The internet is made up of text. Lots and lots of text.

Whether it’s a website, URL, product description or blog post the web text we see on our screens may seem simple, but behind the scenes, there’s a lot going on. The thousands of languages spoken around the world today is a lot to organize and process let alone punctuation, symbols, and the ever-growing list of emojis we use on a daily basis.

This is where Unicode comes in, providing an orderly system for all text on the web, but also potential risks when exploited. These risks can be mitigated by web filters that are able to process Unicode characters and not just the ASCII subset that represents 128 characters in English language only.

What is Unicode?

Unicode is described as “the standard for digital representation of the characters used in writing all of the world’s languages”. Used by all modern computers, it acts as the foundation for processing text on the internet and is the uniform means for storing, searching, and interchanging text in any language.

Unicode is a type of character encoding.

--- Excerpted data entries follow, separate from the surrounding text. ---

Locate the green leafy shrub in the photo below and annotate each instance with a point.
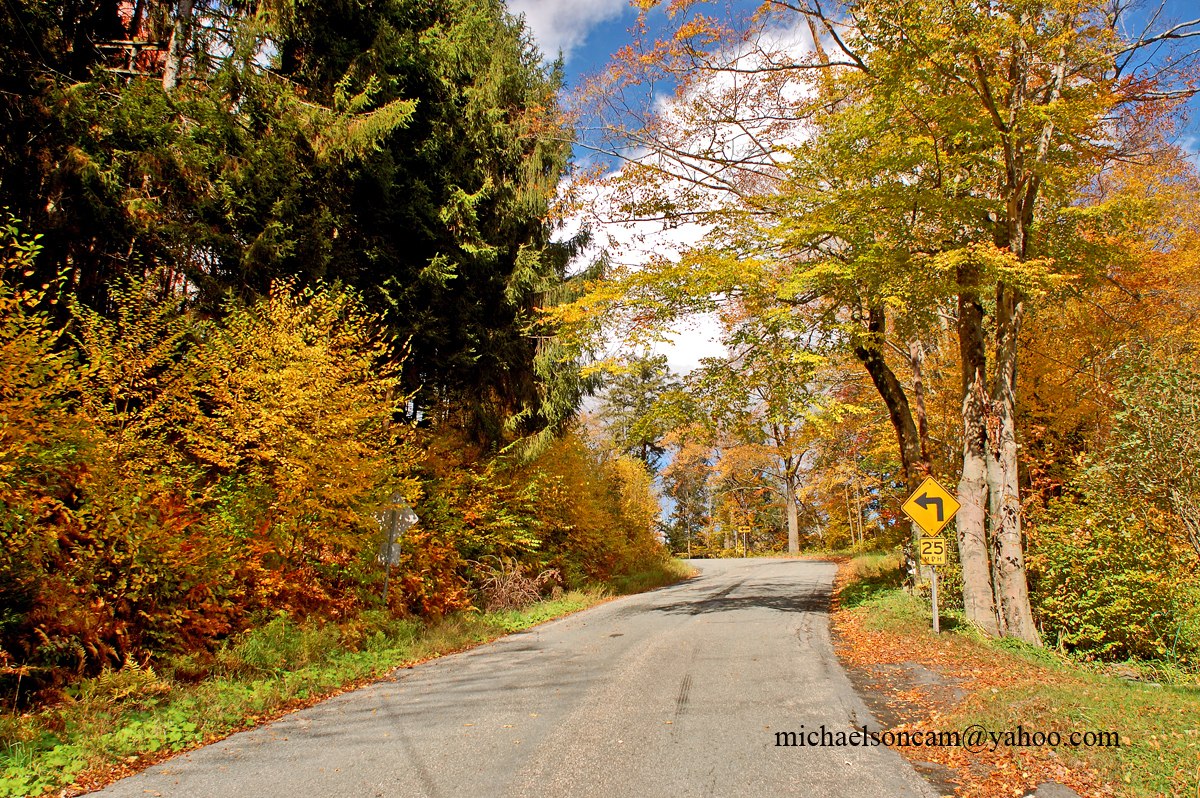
(1111, 580)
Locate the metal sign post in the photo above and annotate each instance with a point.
(931, 507)
(394, 521)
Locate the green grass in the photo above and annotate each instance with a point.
(659, 575)
(1158, 723)
(137, 714)
(870, 576)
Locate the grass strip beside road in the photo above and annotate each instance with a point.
(123, 721)
(923, 682)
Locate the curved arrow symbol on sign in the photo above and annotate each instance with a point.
(925, 499)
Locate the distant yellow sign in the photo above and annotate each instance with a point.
(931, 507)
(933, 551)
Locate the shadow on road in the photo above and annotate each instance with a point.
(778, 597)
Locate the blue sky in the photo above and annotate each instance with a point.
(589, 31)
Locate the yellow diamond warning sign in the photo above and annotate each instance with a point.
(931, 507)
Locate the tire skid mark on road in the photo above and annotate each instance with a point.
(682, 697)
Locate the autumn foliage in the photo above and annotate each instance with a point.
(169, 479)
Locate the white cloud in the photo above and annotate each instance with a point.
(564, 24)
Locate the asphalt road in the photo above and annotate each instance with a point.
(673, 693)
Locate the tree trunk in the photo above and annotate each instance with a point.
(793, 520)
(917, 359)
(972, 519)
(916, 466)
(1012, 587)
(177, 45)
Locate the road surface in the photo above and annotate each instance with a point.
(673, 693)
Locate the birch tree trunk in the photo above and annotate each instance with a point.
(793, 517)
(971, 522)
(178, 43)
(1012, 586)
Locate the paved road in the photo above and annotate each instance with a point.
(675, 693)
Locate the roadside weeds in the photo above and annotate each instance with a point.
(127, 720)
(915, 681)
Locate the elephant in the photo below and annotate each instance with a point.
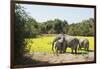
(84, 43)
(58, 43)
(71, 42)
(63, 42)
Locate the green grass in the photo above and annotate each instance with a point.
(44, 43)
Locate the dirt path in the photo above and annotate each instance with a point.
(63, 58)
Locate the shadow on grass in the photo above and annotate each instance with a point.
(81, 52)
(29, 61)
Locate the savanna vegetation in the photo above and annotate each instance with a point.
(31, 35)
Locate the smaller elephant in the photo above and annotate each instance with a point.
(72, 42)
(58, 44)
(84, 43)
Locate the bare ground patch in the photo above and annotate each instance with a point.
(63, 58)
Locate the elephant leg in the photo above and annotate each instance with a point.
(75, 50)
(72, 50)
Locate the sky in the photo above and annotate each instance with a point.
(43, 13)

It assigns each character of a different language a unique numeric value that is applicable no matter the platform, facilitating communication between computers and devices worldwide, without any translation.

How Does Unicode Work?

The Unicode standard expresses over 140,000 characters from the world’s alphabet as well as symbols, ideograph sets, historical texts and emojis. Characters are each assigned a unique code, called a “code point”. The code point starts with “U” for “Unicode” trailed by a distinct string of characters. For example, the letter “A”  is represented by “U+0041” in code point.

This standardized way of expressing characters isn’t enough, it is only a piece of the puzzle. Computers store data, like text characters as binary. Different encoding forms like UTF-8, UTF-16 and UTF-32 is then used to translate the code point into a string of binary. This allows computers to understand and store the text files. UTF-8 is the most common character encoding method. Today, over 90% of websites on the internet store text this way due to its proficiency for storing text containing any character.

Why is it Important to Filter Unicode?

Unicode provides universal character encoding for any language in all modern software and information technology protocols. With so many languages bring many similarities between characters, for example, “O” and “Ò” or  “c” and “ç”. These similarities can be exploited as a way around content filters that do not have the ability to process Unicode.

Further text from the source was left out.